You will have to decide yourself on what is the condition for stopping the iterations. (you can add parameters to the function if you think it is necessary)


In [0]:

def cubeRoot(x: float, guess: float = 1.0, precision: float = 1e-6 ) -> float: 

    next_guess = (2 * guess + x / (guess * guess)) / 3
    if abs(next_guess - guess) < precision:
        return next_guess
    else:
        return cubeRoot(x, next_guess, precision)
    

In [0]:
def handleCheck(expectedOutput: float, precision: float) -> None:
    inputValue = expectedOutput ** 3
    rootValue = cubeRoot(inputValue)
    if abs(rootValue - expectedOutput) < precision:
        print(f"correct result: {inputValue}^(1/3) == {rootValue}")
    else:
        print(f"wrong result: {rootValue} != {expectedOutput}")

handleCheck(2.0, 1e-6)
handleCheck(3.0, 1e-6)
handleCheck(2023.0, 1e-6)
handleCheck(1.0/42, 1e-6)


correct result: 8.0^(1/3) == 2.0
correct result: 27.0^(1/3) == 3.0000000000000977
correct result: 8279186167.0^(1/3) == 2023.0
correct result: 1.3497462477054311e-05^(1/3) == 0.023809523810128057


## Task 7 - First Spark task

Create and display a DataFrame with your own data similarly as was done in the tutorial notebook.

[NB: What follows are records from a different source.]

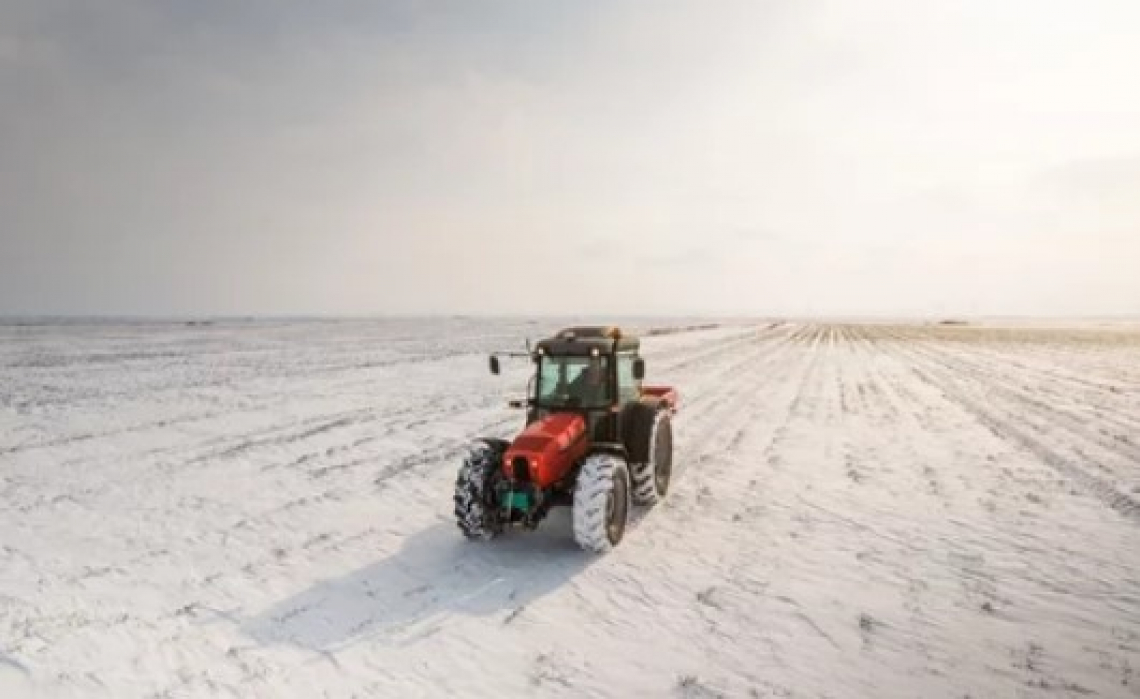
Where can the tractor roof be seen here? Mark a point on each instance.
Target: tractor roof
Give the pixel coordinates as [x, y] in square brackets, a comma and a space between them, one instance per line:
[605, 339]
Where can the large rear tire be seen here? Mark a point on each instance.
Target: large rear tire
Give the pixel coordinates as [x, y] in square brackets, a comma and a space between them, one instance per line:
[651, 477]
[601, 503]
[475, 511]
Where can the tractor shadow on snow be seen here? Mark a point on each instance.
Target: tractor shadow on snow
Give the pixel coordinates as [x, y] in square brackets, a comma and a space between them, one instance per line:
[434, 577]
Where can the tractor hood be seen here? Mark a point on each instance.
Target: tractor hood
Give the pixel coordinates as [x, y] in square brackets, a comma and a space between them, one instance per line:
[546, 449]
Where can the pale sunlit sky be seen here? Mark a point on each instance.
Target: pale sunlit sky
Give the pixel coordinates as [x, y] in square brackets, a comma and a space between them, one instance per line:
[768, 157]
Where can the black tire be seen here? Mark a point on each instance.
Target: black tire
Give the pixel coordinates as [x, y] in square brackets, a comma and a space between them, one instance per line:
[601, 503]
[475, 511]
[651, 477]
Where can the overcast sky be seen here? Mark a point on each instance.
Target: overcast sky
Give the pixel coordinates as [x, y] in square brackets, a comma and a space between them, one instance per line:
[775, 157]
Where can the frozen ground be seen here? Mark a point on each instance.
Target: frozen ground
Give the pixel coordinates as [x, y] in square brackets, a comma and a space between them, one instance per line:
[263, 510]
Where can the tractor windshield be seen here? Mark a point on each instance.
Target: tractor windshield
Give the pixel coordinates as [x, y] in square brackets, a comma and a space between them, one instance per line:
[573, 382]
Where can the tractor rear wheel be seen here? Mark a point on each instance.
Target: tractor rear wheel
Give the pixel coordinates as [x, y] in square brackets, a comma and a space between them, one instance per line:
[475, 511]
[651, 477]
[601, 503]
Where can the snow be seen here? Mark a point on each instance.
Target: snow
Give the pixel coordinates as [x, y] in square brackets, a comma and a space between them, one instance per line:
[262, 509]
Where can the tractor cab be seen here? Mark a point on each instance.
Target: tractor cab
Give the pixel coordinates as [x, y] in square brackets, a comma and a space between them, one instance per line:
[588, 370]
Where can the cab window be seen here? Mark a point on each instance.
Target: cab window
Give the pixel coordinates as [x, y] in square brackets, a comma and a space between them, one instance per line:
[628, 388]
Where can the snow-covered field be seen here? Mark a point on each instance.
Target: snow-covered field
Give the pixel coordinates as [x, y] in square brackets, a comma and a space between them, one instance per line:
[263, 510]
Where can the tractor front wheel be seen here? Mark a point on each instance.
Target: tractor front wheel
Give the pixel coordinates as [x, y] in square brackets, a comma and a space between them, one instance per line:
[601, 503]
[475, 511]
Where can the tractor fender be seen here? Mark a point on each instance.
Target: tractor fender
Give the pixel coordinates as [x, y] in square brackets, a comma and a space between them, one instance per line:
[496, 445]
[636, 428]
[609, 447]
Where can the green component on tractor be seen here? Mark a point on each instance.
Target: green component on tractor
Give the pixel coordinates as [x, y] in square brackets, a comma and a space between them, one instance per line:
[516, 501]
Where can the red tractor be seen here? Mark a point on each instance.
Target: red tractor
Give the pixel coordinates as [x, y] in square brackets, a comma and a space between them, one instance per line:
[595, 439]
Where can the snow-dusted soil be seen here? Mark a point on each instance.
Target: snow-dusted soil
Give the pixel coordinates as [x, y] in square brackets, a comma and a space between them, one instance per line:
[263, 510]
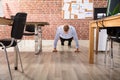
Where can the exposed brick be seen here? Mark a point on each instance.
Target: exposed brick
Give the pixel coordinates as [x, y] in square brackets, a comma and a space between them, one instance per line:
[49, 11]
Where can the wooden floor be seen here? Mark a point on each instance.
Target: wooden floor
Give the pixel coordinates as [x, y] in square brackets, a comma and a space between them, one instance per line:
[63, 65]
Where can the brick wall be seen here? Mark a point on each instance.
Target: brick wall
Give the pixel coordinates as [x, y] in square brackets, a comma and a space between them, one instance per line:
[49, 11]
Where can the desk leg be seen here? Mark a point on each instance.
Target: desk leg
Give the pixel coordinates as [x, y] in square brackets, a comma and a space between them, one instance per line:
[97, 39]
[91, 45]
[38, 39]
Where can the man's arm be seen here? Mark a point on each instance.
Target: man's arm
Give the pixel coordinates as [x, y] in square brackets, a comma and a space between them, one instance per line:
[76, 39]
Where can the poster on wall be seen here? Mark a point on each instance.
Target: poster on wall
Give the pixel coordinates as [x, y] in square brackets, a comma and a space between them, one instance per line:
[77, 9]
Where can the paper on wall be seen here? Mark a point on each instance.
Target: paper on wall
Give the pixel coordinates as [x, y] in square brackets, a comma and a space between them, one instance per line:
[66, 6]
[67, 15]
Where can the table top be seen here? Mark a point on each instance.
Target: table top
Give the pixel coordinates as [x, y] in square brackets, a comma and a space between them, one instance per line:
[6, 21]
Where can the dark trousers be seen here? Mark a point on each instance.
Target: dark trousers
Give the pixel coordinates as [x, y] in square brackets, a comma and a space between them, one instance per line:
[69, 41]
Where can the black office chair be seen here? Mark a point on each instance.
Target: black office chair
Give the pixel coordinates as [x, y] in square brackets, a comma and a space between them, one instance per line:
[29, 30]
[113, 36]
[16, 34]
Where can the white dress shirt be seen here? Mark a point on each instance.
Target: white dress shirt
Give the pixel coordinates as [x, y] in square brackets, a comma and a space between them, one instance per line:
[71, 33]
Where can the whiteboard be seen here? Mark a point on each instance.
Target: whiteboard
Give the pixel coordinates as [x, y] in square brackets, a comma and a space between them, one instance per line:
[77, 9]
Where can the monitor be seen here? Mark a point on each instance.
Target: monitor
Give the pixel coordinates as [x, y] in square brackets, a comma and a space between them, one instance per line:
[99, 13]
[113, 7]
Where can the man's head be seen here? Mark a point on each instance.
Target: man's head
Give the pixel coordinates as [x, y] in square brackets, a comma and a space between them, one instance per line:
[66, 28]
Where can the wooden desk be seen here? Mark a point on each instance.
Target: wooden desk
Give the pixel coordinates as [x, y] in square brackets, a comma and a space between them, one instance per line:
[112, 21]
[38, 35]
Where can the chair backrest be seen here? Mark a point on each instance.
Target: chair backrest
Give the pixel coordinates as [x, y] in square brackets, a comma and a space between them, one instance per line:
[30, 28]
[18, 25]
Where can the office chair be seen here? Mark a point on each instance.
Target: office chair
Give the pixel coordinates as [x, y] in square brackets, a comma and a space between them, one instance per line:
[29, 30]
[16, 34]
[113, 36]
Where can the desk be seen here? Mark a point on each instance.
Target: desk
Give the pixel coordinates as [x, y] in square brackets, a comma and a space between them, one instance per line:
[112, 21]
[38, 35]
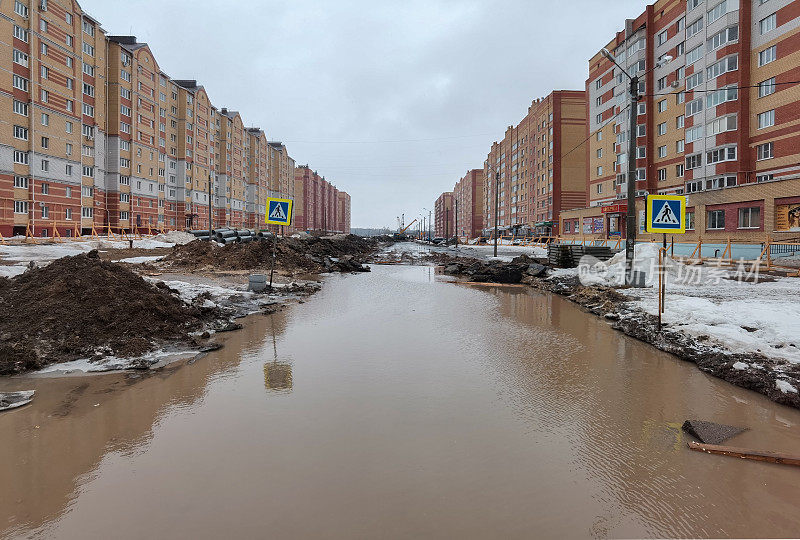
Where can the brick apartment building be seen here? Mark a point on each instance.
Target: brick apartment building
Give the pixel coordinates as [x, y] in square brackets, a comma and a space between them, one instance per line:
[718, 123]
[468, 204]
[444, 216]
[541, 167]
[318, 205]
[96, 134]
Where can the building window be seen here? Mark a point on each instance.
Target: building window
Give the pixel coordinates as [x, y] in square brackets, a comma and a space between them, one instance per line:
[767, 55]
[768, 23]
[716, 219]
[765, 151]
[750, 218]
[766, 119]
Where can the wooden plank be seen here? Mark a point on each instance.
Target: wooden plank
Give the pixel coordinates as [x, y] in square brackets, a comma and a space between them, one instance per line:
[744, 453]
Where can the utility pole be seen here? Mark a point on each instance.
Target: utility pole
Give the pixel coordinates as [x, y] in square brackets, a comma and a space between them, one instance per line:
[210, 224]
[496, 205]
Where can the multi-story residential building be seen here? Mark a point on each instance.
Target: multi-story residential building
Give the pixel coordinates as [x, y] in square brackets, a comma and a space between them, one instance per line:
[716, 123]
[343, 212]
[53, 134]
[444, 216]
[96, 136]
[537, 170]
[468, 204]
[318, 205]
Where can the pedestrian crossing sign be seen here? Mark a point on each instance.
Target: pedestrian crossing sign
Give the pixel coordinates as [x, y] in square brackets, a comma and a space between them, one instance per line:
[666, 214]
[279, 211]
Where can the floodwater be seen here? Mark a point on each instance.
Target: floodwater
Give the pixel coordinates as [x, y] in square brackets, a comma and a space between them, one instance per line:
[396, 405]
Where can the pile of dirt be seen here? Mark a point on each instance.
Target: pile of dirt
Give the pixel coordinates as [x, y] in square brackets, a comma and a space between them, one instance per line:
[82, 307]
[307, 254]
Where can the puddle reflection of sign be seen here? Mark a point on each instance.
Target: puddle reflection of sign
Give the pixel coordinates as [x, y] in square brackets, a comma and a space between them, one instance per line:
[278, 376]
[666, 214]
[279, 211]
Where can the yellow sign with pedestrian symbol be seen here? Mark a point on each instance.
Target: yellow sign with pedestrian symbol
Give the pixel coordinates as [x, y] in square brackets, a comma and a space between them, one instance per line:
[279, 211]
[666, 214]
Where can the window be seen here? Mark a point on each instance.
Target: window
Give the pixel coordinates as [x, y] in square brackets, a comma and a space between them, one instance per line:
[766, 88]
[750, 218]
[694, 27]
[20, 107]
[20, 58]
[720, 125]
[766, 119]
[765, 151]
[694, 80]
[767, 55]
[20, 83]
[723, 38]
[721, 154]
[20, 33]
[724, 95]
[717, 11]
[768, 23]
[729, 63]
[694, 133]
[716, 219]
[694, 55]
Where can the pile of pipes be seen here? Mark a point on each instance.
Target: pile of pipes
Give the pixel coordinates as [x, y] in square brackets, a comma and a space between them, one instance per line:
[229, 236]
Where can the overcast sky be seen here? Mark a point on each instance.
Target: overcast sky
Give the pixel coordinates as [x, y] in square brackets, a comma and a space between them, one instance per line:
[392, 101]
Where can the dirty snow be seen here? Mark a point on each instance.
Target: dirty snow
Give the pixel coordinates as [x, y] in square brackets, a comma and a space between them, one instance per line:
[140, 260]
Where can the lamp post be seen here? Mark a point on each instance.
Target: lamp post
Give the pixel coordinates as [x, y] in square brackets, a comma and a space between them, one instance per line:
[630, 226]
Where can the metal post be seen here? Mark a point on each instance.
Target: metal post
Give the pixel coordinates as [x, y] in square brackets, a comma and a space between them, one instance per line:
[210, 224]
[630, 236]
[496, 205]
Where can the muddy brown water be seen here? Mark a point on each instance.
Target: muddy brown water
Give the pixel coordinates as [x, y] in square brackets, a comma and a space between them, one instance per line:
[396, 405]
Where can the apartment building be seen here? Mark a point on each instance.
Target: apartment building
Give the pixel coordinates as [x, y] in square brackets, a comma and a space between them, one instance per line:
[95, 135]
[716, 123]
[53, 134]
[537, 171]
[318, 205]
[444, 215]
[468, 204]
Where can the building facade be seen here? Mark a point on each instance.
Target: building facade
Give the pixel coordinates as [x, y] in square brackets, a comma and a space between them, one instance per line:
[717, 123]
[444, 216]
[318, 205]
[469, 205]
[537, 170]
[96, 136]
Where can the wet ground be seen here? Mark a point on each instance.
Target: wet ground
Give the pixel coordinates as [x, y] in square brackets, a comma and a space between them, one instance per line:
[396, 405]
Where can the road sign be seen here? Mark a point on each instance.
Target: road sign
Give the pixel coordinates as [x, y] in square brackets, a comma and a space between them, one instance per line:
[279, 211]
[666, 214]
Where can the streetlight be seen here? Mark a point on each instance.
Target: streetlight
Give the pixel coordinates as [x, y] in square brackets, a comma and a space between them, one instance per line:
[630, 232]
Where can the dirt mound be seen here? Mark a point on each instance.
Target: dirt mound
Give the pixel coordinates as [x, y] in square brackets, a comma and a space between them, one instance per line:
[77, 307]
[307, 254]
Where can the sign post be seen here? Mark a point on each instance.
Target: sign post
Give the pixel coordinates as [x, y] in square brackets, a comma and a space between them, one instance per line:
[664, 214]
[279, 212]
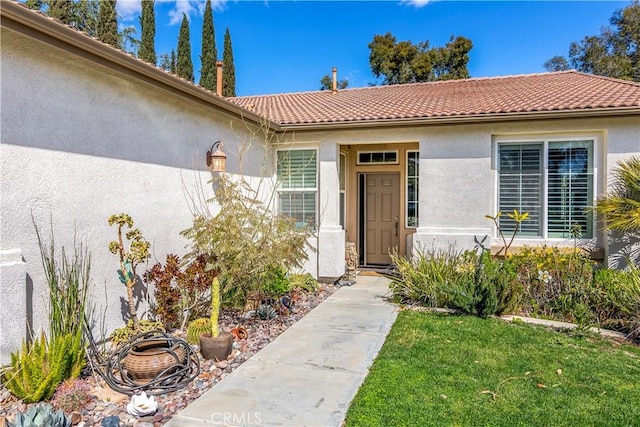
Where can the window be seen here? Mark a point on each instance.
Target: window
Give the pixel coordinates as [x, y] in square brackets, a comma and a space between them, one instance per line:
[342, 177]
[377, 157]
[413, 163]
[297, 178]
[553, 181]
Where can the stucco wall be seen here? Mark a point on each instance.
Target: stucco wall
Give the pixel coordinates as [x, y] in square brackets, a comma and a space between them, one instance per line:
[458, 174]
[81, 142]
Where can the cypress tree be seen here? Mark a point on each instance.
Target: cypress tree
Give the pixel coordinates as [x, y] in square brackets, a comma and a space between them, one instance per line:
[184, 66]
[209, 52]
[147, 50]
[59, 9]
[229, 70]
[108, 23]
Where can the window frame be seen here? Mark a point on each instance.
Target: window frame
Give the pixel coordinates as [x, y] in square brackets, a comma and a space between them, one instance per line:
[360, 163]
[342, 184]
[280, 190]
[545, 141]
[407, 201]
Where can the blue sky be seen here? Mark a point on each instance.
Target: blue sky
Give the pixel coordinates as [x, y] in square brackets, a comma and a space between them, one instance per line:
[287, 46]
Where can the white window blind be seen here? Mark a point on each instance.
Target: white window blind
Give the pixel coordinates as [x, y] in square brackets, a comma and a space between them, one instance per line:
[568, 180]
[570, 187]
[297, 177]
[412, 189]
[343, 178]
[520, 186]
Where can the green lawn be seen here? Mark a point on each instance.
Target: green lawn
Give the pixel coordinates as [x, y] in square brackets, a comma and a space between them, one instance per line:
[445, 370]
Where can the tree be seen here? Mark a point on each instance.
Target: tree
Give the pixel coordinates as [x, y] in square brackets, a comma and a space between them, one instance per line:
[34, 4]
[147, 51]
[127, 42]
[108, 23]
[59, 9]
[209, 55]
[621, 207]
[86, 14]
[612, 53]
[327, 84]
[405, 62]
[229, 70]
[557, 63]
[184, 65]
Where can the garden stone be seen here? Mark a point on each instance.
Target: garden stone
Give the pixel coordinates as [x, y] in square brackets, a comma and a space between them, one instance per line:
[112, 421]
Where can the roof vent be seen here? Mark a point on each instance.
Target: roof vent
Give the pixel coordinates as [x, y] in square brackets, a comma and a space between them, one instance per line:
[219, 77]
[334, 87]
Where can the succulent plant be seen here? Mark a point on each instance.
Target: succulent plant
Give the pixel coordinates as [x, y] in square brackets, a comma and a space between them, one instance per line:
[41, 415]
[198, 327]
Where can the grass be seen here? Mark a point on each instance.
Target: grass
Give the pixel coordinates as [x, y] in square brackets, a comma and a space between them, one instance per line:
[444, 370]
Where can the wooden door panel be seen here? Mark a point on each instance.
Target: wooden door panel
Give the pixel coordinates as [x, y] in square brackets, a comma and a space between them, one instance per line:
[382, 211]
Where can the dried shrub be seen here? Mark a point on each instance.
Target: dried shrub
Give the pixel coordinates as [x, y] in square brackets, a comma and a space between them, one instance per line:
[182, 292]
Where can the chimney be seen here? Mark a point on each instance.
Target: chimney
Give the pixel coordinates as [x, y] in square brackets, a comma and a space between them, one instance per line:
[219, 77]
[334, 88]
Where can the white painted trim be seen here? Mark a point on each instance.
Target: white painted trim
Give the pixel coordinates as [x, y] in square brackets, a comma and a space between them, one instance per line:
[359, 163]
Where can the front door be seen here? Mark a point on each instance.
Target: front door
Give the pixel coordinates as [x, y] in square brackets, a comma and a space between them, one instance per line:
[382, 211]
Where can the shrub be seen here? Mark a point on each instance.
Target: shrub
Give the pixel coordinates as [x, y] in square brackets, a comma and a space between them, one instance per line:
[37, 369]
[491, 290]
[427, 276]
[124, 334]
[198, 327]
[276, 283]
[244, 240]
[41, 415]
[182, 293]
[556, 282]
[72, 395]
[303, 282]
[615, 298]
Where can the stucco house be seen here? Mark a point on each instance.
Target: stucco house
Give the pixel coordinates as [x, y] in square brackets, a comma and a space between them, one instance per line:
[89, 131]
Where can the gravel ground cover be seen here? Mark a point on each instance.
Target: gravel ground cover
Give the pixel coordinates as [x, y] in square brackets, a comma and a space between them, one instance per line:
[107, 405]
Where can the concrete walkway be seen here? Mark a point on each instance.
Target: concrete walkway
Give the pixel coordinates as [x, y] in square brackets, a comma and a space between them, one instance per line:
[310, 373]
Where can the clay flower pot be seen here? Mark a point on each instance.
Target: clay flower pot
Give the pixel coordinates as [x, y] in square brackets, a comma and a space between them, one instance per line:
[216, 348]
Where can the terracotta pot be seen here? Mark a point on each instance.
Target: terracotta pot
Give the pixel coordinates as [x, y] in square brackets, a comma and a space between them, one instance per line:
[216, 348]
[146, 361]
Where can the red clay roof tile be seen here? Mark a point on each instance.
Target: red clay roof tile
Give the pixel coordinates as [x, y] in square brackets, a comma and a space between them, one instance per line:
[545, 92]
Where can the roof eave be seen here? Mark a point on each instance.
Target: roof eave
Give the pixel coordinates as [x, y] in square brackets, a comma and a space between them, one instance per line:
[466, 119]
[29, 23]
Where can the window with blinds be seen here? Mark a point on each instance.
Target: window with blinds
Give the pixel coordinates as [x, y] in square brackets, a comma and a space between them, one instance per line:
[557, 198]
[343, 181]
[297, 185]
[570, 188]
[412, 189]
[520, 186]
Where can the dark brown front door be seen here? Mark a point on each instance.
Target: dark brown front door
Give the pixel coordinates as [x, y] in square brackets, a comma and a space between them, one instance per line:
[382, 211]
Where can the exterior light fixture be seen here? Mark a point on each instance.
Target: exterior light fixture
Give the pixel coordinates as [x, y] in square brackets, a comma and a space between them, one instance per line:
[217, 160]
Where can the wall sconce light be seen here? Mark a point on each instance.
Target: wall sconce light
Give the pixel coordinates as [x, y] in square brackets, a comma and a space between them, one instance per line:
[217, 160]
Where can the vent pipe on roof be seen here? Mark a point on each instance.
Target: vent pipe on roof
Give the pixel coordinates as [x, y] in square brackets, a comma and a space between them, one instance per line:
[334, 88]
[219, 77]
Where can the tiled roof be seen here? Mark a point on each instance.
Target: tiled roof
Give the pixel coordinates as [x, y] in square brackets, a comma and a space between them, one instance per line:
[567, 91]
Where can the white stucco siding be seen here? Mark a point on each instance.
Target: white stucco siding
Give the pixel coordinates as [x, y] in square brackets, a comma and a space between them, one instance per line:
[81, 142]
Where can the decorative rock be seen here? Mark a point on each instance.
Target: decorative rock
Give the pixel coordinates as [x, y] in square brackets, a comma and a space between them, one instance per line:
[109, 406]
[75, 418]
[112, 421]
[111, 410]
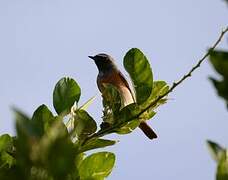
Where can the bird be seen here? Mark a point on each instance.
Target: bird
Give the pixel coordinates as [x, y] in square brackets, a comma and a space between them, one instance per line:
[108, 73]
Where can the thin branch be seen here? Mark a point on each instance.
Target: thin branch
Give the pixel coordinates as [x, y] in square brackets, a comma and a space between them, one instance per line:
[174, 85]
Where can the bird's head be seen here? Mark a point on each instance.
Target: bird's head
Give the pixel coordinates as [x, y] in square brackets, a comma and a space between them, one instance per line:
[104, 62]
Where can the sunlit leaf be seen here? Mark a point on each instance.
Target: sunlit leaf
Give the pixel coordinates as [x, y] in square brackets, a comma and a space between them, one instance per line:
[84, 123]
[111, 104]
[87, 103]
[129, 127]
[96, 143]
[138, 67]
[65, 94]
[97, 165]
[42, 118]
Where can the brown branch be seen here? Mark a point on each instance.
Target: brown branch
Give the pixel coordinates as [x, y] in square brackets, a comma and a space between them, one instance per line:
[175, 84]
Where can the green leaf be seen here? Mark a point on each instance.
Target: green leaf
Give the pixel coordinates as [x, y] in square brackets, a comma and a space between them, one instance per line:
[87, 103]
[97, 166]
[219, 59]
[129, 117]
[111, 104]
[96, 143]
[6, 143]
[215, 149]
[6, 150]
[138, 67]
[66, 92]
[222, 169]
[159, 88]
[42, 118]
[61, 158]
[84, 124]
[129, 127]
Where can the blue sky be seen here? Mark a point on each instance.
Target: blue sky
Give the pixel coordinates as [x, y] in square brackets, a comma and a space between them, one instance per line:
[42, 41]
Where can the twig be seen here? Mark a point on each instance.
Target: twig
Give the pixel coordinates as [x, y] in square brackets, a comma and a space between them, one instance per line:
[174, 85]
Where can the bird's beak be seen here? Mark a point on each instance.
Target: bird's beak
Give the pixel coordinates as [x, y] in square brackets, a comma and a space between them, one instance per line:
[92, 57]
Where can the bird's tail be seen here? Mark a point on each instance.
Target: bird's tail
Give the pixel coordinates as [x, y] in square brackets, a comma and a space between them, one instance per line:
[147, 130]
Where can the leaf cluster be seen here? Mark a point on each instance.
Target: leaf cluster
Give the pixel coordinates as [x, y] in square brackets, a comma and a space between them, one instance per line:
[52, 146]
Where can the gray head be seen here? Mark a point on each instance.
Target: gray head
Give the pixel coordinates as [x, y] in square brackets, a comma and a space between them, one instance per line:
[104, 62]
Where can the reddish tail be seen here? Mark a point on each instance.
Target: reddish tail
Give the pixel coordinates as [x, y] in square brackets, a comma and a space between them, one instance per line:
[147, 130]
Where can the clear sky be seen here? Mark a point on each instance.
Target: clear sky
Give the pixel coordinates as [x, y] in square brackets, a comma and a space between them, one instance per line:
[42, 41]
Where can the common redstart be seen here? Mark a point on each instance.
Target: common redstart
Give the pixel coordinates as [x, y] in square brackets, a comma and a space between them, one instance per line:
[110, 74]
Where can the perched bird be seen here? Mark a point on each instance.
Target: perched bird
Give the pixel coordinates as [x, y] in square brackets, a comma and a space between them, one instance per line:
[110, 74]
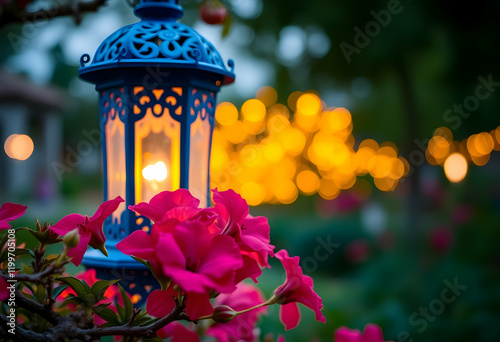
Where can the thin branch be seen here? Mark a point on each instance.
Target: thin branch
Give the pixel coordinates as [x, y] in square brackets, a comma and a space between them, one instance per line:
[147, 330]
[36, 277]
[26, 303]
[12, 15]
[20, 333]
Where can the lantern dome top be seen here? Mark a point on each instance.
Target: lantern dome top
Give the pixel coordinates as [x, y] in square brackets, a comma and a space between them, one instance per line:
[157, 41]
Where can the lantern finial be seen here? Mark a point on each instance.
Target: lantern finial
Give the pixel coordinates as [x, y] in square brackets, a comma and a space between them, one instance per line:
[159, 9]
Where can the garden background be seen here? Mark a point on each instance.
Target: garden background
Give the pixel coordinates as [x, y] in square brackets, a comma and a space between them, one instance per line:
[366, 204]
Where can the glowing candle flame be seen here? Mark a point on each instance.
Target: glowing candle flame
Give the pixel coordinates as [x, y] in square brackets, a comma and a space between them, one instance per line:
[156, 172]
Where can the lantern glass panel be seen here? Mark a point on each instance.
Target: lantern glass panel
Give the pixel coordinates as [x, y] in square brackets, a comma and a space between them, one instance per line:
[199, 150]
[157, 142]
[115, 149]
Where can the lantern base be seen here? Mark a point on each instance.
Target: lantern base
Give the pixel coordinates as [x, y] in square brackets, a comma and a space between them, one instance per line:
[135, 278]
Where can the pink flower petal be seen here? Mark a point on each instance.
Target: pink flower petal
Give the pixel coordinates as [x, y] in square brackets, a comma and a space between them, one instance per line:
[10, 212]
[165, 201]
[344, 334]
[198, 304]
[178, 332]
[160, 302]
[290, 315]
[222, 258]
[76, 253]
[138, 244]
[68, 223]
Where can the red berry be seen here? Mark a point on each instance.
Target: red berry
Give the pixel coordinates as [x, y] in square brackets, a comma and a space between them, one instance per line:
[213, 12]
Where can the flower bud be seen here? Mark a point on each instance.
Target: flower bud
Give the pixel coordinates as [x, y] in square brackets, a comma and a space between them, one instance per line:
[71, 238]
[223, 314]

Then fetch the number of rows from the DataFrame.


In [0]:
from pyspark.sql import DataFrame
from pyspark.sql import SparkSession




myData=  [
  ("Anis", 25),
  ("Anis2", 30),
  ("Anis3", 35),
  ("Anis4", 40),
  ("Anis5", 45)
 ]

myDF: DataFrame = spark.createDataFrame(myData).toDF("Name", "Age");

numberOfRows: int = myDF.count();


In [0]:
if len(myData) == numberOfRows:
    print("Correct, the data and the DataFrame have the same number of rows.")
else:
    print(f"Wrong, the data has {len(myData)} items while the DataFrame has {numberOfRows} rows.")


Correct, the data and the DataFrame have the same number of rows.